By drastically lowering mission costs, Mars Direct could extricate the red planet from its current political oblivion. When President George Bush called for a manned Mars mission, the National Aeronautics and Space Administration responded with a bloated, 30-year, $450 billion plan, which Congress quite justifiably shot down. Mars Direct, by contrast, might cost between $20 billion and $30 billion. (A modified version, called Mars Semi-Direct, with an estimated cost of $55 billion, is now accepted by NASA as a "baseline" for formulating yet more plans. No actual mission is currently scheduled.)

Moreover, cost overruns and bureaucratic inertia could be avoided by turning Mars Direct into a "Mars Prize." Under this approach, formulated by Zubrin and the Progress and Freedom Foundation at the behest of Newt Gingrich, government's role is simply to provide cash incentives for the private sector to perform the mission. This would be done in stages: preliminary rewards for such feats as automated fuel synthesis in the Martian atmosphere, and a $25 billion grand prize for getting a crew to Mars (and back). Unlike the traditional "cost-plus" contracts of the aerospace industry, a Mars Prize would inspire the work to be done under budget.

In addition, Mars Direct's particular trajectory through the solar system, and its avoidance of time spent in orbit, enable an extended (500-day) stay on the surface, rather than a plant-the-flag mission of limited scientific value. The crew, consisting of two field scientists and two high-tech mechanics, would give priority to the search for signs of past or present life on Mars. That cosmic question cannot be explored adequately just by examining Martian meteorites on Earth, or even by sending robot probes to Mars. Imagine, write Zubrin and Wagner, parachuting a remote-controlled rover into the Rocky Mountains and trying to locate a dinosaur fossil.

Increasingly, however, human activity on Mars would be oriented toward the future, toward the building of a permanent society. The Case for Mars sketches out what that might entail, including ever-larger domed habitats and eventual terra-forming to raise temperatures and oxygenate the atmosphere. Beyond such technological challenges, moreover, the book addresses the crucial economic issue: A large-scale human presence on Mars cannot endure indefinitely as a black hole for subsidies from Earth. The fourth planet must pay its own way. How might it do that?

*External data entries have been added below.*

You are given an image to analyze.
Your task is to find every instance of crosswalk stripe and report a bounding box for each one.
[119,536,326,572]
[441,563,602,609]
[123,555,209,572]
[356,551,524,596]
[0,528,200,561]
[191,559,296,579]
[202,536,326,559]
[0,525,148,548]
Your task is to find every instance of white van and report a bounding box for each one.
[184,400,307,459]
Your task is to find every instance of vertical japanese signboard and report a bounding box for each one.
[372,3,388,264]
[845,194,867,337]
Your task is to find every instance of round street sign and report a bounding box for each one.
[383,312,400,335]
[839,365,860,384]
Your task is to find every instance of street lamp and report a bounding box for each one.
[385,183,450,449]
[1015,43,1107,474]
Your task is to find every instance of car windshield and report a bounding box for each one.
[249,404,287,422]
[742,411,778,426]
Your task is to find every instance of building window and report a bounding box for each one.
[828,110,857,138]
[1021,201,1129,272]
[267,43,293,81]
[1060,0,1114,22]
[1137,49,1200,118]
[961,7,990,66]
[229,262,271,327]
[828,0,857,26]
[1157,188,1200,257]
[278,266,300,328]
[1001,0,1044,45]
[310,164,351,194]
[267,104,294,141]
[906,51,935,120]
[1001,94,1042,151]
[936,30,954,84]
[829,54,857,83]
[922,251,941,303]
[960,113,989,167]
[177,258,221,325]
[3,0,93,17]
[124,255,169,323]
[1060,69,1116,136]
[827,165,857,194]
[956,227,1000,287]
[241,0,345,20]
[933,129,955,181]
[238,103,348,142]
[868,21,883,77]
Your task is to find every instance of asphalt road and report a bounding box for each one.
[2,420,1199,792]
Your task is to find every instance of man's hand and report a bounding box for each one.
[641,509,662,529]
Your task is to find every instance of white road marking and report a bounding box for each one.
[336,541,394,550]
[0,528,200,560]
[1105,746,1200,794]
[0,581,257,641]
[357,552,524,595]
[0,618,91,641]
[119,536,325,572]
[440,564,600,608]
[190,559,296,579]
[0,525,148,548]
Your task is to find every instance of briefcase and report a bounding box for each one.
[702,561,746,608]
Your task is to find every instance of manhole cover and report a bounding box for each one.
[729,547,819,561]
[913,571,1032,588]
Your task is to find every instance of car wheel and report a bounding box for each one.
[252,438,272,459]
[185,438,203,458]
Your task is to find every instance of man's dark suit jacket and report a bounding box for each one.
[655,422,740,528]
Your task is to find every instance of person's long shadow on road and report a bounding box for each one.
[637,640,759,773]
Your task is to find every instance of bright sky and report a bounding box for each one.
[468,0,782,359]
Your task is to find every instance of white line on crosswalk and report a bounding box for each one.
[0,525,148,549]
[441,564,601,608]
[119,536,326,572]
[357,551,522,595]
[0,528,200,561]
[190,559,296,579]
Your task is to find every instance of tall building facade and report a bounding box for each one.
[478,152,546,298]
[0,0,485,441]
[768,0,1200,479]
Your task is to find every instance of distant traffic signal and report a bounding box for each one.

Mars will need a thriving export sector to pay for its imports of manufactured goods from Earth. (Even with a high degree of automation, Martian society's labor shortage ensures that imports will be necessary far into the future. Furthermore, such trade will be desirable, given the rule of comparative advantage.) Fortunately, Mars contains a plenitude of natural resources with export potential. Deuterium, a fuel useful for today's nuclear-power industry and essential for future nuclear-fusion reactors, is a particularly promising candidate for interplanetary commerce.

Ideas as well as natural resources could make valuable exports, as Martian innovations in biotechnology and robotics are licensed for use on Earth. Indeed, the authors argue, investment in the Martian economy could begin even before any humans have set foot there. Mining rights, for example, could be allocated to any company that sends a probe to survey a piece of Martian territory to some specified degree of precision; such rights could be traded actively right now, much as land grants to trans-Appalachian America were bought and sold decades before settlers actually arrived.